Жиз оглянулась на дверь: Жак не закрыл ее, как бы подчеркивая этим, что заглянул только на минутку и тут же уйдет.
— Тебе холодно? Хочешь, закрою дверь? — предложил он.
— Да нет… Как тебе угодно.
Жак с явной охотой запер дверь, чтобы они могли поговорить без помех.
Жиз поблагодарила его улыбкой и опустила голову в ямку подушки, волосы ее выделялись на наволочке черно-матовым пятном. Потом, заметив, что ворот рубашки расходится, открывая шею до ключиц, Жиз прихватила его пальцами, чтобы он не раскрылся шире. Жак заметил изящный изгиб этой руки и цвет смуглой кожи, которая на всей этой белизне принимала оттенок мокрого песка.
— Что ты делаешь целыми днями? — спросила она.
— Я? Да ничего. Прячусь, чтобы не видеть всех этих посетителей.
Тут только Жиз вспомнила, что г-н Тибо скончался, и подумала об утрате Жака. Она упрекала себя за то, что сама не слишком-то горюет. А интересно, горюет ли Жак? На ум ей не шли те ласковые слова, которые следовало бы ему сказать Тут только она сообразила, что из-за смерти отца сын стал окончательно свободным, и в голову ей пришла мысль: "Значит, теперь ему незачем уезжать из дома".
А вслух она сказала:
— Ты вышел бы все-таки проветриться.
— Ты права. Как раз сегодня у меня была ужасно тяжелая голова, и я немного прошелся. — После мгновенного колебания он добавил: — За газетами ходил…
На самом-то деле все было куда сложнее: в четыре часа, окончательно изнервничавшись от беспредметного ожидания, гонимый из дома каким-то смутным побуждением, — Жак сам только много позже догадался каким, — он действительно вышел из дома, купил несколько швейцарских газет, толком еще не зная, куда пойдет.
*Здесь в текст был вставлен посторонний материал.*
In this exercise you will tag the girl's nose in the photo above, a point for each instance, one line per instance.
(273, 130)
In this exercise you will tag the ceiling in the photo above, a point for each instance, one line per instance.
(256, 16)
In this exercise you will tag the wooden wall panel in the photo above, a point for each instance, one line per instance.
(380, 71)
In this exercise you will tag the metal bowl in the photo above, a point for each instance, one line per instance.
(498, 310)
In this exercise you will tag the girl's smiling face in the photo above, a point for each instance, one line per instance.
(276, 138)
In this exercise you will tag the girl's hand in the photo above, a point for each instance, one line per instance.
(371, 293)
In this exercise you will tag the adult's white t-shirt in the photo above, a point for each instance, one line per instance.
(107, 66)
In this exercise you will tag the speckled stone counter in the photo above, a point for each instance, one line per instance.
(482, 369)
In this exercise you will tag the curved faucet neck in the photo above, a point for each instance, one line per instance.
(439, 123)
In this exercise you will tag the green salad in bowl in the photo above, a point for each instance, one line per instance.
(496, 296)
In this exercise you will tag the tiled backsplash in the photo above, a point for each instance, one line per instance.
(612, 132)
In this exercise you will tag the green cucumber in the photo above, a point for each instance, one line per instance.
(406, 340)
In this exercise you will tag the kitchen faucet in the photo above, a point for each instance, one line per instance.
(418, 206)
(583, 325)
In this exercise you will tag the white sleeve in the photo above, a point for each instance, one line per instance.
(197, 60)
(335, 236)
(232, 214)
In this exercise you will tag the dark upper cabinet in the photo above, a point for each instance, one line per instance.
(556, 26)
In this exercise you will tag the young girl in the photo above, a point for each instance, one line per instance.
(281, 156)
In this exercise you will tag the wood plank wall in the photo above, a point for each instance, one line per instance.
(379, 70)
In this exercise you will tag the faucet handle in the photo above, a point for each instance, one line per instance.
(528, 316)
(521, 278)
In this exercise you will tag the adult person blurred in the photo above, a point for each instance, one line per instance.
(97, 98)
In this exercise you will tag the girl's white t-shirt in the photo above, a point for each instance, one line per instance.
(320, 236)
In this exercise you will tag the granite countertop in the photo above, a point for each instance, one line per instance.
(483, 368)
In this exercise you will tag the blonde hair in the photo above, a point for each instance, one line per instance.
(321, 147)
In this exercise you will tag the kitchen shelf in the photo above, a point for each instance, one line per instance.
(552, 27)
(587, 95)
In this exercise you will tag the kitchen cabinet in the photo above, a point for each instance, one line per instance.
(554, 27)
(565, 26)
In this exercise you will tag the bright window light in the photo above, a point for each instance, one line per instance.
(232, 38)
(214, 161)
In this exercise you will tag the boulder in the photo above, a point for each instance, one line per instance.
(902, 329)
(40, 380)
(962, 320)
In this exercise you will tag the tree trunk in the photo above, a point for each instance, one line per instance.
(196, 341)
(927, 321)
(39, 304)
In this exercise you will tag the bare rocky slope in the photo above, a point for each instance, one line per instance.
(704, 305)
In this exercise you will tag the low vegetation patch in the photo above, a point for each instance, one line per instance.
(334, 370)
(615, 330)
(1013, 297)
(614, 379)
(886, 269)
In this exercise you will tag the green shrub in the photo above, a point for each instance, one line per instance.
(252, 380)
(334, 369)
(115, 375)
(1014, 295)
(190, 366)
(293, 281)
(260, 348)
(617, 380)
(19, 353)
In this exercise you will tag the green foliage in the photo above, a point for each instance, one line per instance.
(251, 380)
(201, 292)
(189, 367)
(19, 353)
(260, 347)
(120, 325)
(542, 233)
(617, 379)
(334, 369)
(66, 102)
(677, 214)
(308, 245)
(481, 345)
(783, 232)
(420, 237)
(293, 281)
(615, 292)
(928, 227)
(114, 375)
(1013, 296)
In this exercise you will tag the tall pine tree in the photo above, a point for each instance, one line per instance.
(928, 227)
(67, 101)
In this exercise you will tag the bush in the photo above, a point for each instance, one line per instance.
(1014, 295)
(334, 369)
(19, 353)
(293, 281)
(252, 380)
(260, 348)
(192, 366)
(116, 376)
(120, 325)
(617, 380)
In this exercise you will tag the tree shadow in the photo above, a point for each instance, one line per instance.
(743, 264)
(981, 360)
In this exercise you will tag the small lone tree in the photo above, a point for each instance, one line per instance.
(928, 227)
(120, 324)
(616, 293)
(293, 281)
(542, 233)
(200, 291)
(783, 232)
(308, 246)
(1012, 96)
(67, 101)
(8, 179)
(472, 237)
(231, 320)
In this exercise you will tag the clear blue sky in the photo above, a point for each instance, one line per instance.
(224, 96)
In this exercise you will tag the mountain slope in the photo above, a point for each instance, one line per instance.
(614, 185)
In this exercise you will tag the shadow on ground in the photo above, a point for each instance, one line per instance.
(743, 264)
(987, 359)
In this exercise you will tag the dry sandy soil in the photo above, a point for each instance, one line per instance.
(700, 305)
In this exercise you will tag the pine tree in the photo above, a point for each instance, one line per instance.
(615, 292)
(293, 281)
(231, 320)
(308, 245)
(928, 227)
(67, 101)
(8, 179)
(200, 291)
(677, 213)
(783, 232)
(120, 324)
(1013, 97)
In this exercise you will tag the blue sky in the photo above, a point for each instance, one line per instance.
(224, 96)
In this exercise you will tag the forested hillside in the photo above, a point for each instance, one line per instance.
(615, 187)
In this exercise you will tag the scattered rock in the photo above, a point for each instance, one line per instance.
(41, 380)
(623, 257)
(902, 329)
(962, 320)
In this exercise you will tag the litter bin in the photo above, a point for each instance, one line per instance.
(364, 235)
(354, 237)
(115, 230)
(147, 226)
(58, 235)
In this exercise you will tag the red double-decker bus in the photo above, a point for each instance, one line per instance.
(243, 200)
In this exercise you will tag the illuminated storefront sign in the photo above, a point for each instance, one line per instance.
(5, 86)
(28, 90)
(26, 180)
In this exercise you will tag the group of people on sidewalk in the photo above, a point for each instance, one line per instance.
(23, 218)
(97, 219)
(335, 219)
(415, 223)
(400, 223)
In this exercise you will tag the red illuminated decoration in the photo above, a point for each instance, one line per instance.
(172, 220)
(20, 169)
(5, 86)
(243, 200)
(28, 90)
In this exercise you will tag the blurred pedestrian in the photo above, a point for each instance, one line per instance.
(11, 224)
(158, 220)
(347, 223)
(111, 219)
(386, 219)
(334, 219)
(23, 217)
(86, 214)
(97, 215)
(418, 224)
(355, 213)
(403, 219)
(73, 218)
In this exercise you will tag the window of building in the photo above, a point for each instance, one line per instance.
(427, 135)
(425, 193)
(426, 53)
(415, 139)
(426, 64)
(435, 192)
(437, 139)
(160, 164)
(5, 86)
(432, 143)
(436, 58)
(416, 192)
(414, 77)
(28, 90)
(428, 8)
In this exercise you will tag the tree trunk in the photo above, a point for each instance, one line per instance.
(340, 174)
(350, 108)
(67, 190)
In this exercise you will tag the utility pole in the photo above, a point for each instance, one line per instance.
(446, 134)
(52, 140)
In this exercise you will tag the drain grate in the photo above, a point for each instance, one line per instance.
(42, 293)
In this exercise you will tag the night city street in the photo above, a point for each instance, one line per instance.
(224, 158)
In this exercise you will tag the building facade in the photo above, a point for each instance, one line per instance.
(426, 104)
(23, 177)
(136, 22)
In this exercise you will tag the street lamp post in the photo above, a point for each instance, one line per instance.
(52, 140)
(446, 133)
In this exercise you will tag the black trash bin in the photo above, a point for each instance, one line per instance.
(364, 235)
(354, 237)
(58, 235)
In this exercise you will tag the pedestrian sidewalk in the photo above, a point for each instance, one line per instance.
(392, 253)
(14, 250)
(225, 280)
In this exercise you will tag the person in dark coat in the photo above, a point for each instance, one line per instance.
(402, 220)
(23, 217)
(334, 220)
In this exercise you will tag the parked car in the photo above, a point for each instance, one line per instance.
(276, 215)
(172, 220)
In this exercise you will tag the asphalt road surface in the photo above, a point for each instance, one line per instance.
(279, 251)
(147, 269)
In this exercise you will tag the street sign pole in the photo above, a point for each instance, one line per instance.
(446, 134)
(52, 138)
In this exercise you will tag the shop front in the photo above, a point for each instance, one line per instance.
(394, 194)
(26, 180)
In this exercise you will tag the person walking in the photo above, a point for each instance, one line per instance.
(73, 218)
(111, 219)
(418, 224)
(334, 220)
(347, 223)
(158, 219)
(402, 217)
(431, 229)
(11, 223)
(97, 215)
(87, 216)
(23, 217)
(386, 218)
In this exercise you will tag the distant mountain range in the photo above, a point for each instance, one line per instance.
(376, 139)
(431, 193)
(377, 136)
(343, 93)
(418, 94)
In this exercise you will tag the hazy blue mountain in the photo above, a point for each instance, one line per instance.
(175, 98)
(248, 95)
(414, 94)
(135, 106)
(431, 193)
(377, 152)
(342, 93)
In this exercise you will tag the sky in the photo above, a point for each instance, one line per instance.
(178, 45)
— Ты много бывал на свежем воздухе там? — спросила Жиз, прервав вновь затянувшееся молчание.
— Да.
Это "там" застало его врасплох, и он непроизвольно ответил ей смущенно, почти резко, но тут же пожалел об этом.
"Впрочем, — подумалось ему, — с тех пор как я вступил в этот дом, все, что я делаю, все, что говорю, все, что думаю, — все получается фальшиво".
Глаза Жака помимо воли то и дело возвращались к этой постели, на которой коварно сосредоточился весь свет лампы, и взгляд его не отрывался от белого шерстяного одеяла, такого легкого, что под ним четко обрисовывались контуры юного тела — линия бедер, ноги во всю их длину, выпуклость чуть расставленных колен. Тщетно старался он придать себе естественный вид, говорить непринужденно, — с каждой минутой чувство неловкости усиливалось.